In the 2012 CRD Regional Pedestrian and Cycling Masterplan, which despite its title is largely about cycling, the authors state one of the reasons they don’t identify pedestrian-trail networks in the document is that most municipalities in the region lack detailed information about sidewalks, curb let-downs, and marked crossings.

Indeed, great disparity in pedestrian information and facilities exists here. Esquimalt, with its 2007 Pedestrian Charter explicitly committing the township to developing pedestrian facilities and networks, is a high point. Oak Bay and Victoria do well by their walkers, as well. View Royal also has some lovely pedestrian boulevards.

And then there are large areas of urban Saanich. The municipality is playing catch-up on decades of residential development that omitted sidewalks. Every year, engineers and crews now retrofit a few more kilometres of raised, curbed walkways along busier streets.

The masterplan’s authors provide a second reason for not dwelling on pedestrian matters: pedestrians tend to walk locally—on local streets, through local parks, to nearby banks, libraries, shopping—and in combination with other forms of transportation—to and from bus stops, bike racks and parking lots. With such foot-traffic patterns, the authors say, pedestrian-related efforts should focus on developing access to regional services, centres and transportation hubs.

That would be helpful.

However, among the 10 percent of regional residents identified as regular pedestrians, a small but significant number of people regularly walk four, five or six kilometres across entire municipalities twice a day to get to offices or appointments. I know individuals who walk or used to walk to work from near Oak Bay Village to Blanshard Street, from near Macaulay Point to the Inner Harbour, from Hillside Avenue to Cook Street Village, and from Carey Road to Fort Street. Why are people like these discounted?

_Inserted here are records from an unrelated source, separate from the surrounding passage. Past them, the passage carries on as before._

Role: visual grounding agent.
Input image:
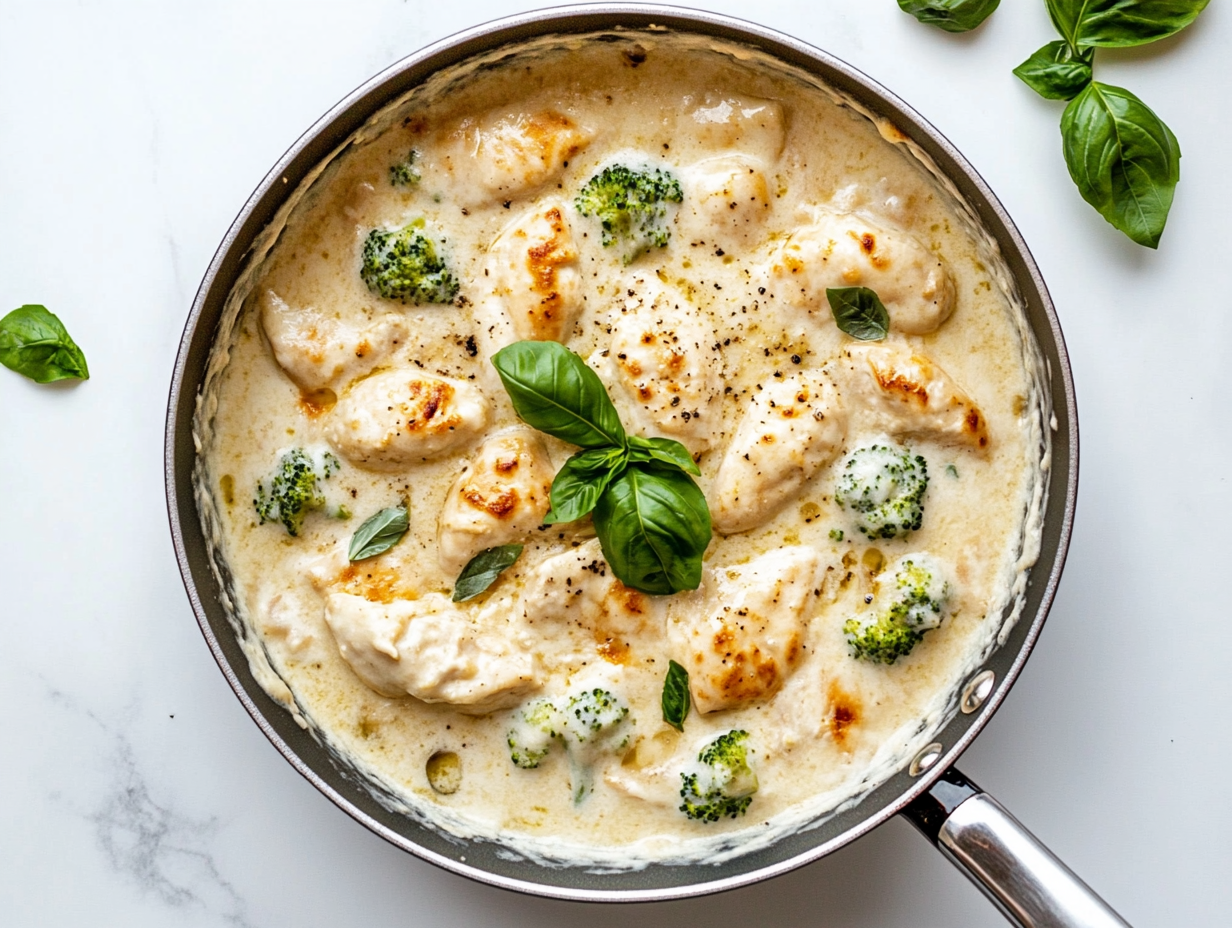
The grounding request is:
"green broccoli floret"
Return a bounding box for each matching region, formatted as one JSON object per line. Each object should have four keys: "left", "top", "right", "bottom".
{"left": 360, "top": 221, "right": 459, "bottom": 304}
{"left": 507, "top": 698, "right": 561, "bottom": 769}
{"left": 679, "top": 730, "right": 758, "bottom": 823}
{"left": 845, "top": 554, "right": 951, "bottom": 664}
{"left": 253, "top": 448, "right": 340, "bottom": 537}
{"left": 835, "top": 443, "right": 929, "bottom": 539}
{"left": 389, "top": 149, "right": 420, "bottom": 187}
{"left": 506, "top": 687, "right": 634, "bottom": 802}
{"left": 574, "top": 164, "right": 683, "bottom": 264}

It’s strange to live in a community where something so fundamental as walking is overlooked. If pedestrians in the region feel disenfranchised, well, they are.

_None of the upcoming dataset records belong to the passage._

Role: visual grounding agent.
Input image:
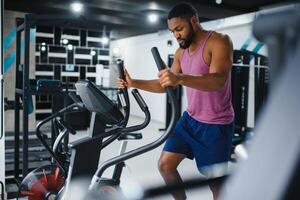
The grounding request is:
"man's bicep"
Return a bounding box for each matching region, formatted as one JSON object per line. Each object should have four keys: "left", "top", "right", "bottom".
{"left": 209, "top": 36, "right": 233, "bottom": 75}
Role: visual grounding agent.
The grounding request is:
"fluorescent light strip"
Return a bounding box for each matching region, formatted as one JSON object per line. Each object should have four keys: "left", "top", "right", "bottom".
{"left": 97, "top": 55, "right": 110, "bottom": 60}
{"left": 48, "top": 52, "right": 67, "bottom": 58}
{"left": 74, "top": 54, "right": 92, "bottom": 59}
{"left": 35, "top": 71, "right": 54, "bottom": 76}
{"left": 36, "top": 32, "right": 54, "bottom": 38}
{"left": 62, "top": 34, "right": 80, "bottom": 40}
{"left": 35, "top": 109, "right": 52, "bottom": 114}
{"left": 86, "top": 73, "right": 97, "bottom": 77}
{"left": 87, "top": 37, "right": 103, "bottom": 43}
{"left": 61, "top": 72, "right": 80, "bottom": 77}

It sometimes seems dogs, with their impassioned owners, have a greater voice around here than pedestrians do.

The region’s foot soldiers could learn from the Greater Victoria Cycling Coalition, formed in 1992 to advocate on behalf of cyclists. Instrumental in developing the Galloping Goose Trail, the organization is now providing input into the E&N Railway Trail. It actively solicits members for participation and comment on cycling-related issues and initiatives such as the Pedestrian and Cycling Masterplan and on road-safety improvements to routes such as the Shelbourne Street corridor and Admirals Road. It is involved in Bike to Work Week, it offers regular safety clinics to area cyclists, and helps keep cyclists’ interests on each municipality’s agenda.

Way to go! The coalition has earned its successes through hard work and clear vision.

So, pedestrians of Victoria, in these dark days of the year when your own are being injured and killed in marked crosswalks and fingers are being pointed and wagged at you, consider this: Are you upset enough with the current state of pedestrian matters to unite your disparate selves, find your collective voice, and begin advocating for your own safety, rights, interests and needs?

Including sidewalks.

–30–

 

A version of this article appeared in the Victoria Times Colonist.